Le calendrier européen prévoit, au même moment, une réunion de la Communauté politique européenne le 12 novembre à Dublin. Elle sera suivie, le 13 novembre, d’une réunion informelle des chefs d’État ou de gouvernement de l’Union européenne, également organisée dans la capitale irlandaise.
Le président français est ensuite attendu au Cambodge les 15 et 16 novembre pour le XXe Sommet de la Francophonie. Une visite d’État d’Emmanuel Macron sera organisée en marge du sommet. Le déplacement permettra à Paris de réaffirmer son engagement dans l’espace francophone et de renforcer ses relations avec un pays situé au cœur de la stratégie française en Indo-pacifique.
Fin novembre, un Conseil européen spécial est envisagé les 26 et 27 à Bruxelles, principalement autour du futur budget de l’Union.
Une étape à Abou Dhabi pourrait également s’ajouter au calendrier présidentiel. Les Émirats arabes unis et le Sénégal y organiseront, du 8 au 10 décembre, la Conférence des Nations unies sur l’eau. La rencontre doit réunir plusieurs dirigeants internationaux. Emmanuel Macron pourrait y participer. Une présence qui densifierait encore son agenda, quatre jours avant l’ouverture du G20 chez Donald Trump aux États-Unis.
Le sommet du G20 se tiendra en effet à Miami les 14 et 15 décembre. La France étant membre de cette enceinte, le locataire de l’Élysée y est naturellement attendu même si l’administration Trump a déjà fait savoir que la Russie serait aussi conviée à ce rendez-vous. Le Kremlin n’a pas indiqué si Vladimir Poutine ferait lui-même le déplacement ou si Moscou serait représenté à un autre niveau.
Enfin, deux jours plus tard, le 17 décembre, un dernier Conseil européen est programmé à Bruxelles. - Entre les lignes. Cette succession de sommets offrira à Emmanuel Macron une scène que les candidats à la présidentielle ne peuvent pas encore lui disputer.
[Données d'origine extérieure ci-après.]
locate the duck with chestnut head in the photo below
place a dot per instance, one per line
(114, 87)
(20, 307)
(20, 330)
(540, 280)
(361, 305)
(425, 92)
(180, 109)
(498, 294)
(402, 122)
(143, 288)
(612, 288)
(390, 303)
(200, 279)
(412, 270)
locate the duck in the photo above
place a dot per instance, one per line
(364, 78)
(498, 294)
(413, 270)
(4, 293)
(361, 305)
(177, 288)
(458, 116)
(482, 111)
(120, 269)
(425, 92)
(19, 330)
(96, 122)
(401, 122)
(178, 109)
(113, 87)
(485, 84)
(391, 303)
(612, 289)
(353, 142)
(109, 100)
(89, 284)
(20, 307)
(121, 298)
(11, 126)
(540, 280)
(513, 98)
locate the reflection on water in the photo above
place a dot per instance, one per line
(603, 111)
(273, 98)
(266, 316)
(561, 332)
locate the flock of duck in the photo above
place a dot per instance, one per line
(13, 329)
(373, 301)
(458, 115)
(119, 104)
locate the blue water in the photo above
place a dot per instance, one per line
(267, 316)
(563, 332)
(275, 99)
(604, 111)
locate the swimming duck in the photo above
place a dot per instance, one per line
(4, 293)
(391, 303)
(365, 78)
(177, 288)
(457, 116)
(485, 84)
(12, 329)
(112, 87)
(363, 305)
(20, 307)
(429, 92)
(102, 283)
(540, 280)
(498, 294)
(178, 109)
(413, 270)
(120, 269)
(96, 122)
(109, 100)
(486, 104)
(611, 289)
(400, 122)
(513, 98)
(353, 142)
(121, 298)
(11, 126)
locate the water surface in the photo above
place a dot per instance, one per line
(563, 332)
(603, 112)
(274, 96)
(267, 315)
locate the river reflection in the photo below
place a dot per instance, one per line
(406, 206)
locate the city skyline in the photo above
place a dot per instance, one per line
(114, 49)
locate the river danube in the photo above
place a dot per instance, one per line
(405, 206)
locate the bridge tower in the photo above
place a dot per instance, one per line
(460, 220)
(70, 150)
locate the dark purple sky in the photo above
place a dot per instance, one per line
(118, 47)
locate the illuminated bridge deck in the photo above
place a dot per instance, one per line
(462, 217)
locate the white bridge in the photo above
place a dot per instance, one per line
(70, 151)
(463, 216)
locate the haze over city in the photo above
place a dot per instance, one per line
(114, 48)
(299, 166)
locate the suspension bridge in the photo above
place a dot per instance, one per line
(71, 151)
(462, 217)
À Paris, il pourra mettre en avant la souveraineté technologique et spatiale. Aux Nations unies, le multilatéralisme. À Split, Bruxelles et Dublin, la capacité d’action de l’Europe et les intérêts des pays méditerranéens. À Antalya, la diplomatie climatique. Au Cambodge, la Francophonie et l’Indo-pacifique. À Miami, enfin, les équilibres économiques mondiaux et la relation avec l’administration américaine.
Mais cette visibilité internationale aura son envers : à partir de septembre, chacun de ces déplacements sera observé à travers le prisme de l’échéance présidentielle. Les sommets européens d’octobre et de décembre, ainsi que la séquence de novembre, interviendront en pleine discussion budgétaire en France. L’opposition ne manquera pas de confronter les ambitions diplomatiques du président aux contraintes économiques et politiques nationales. - Ce que cela révèle. La campagne pour la présidentielle ne mettra pas l’action d’Emmanuel Macron à l’international entre parenthèses. L’automne 2026 permettra au chef de l’État de continuer à peser.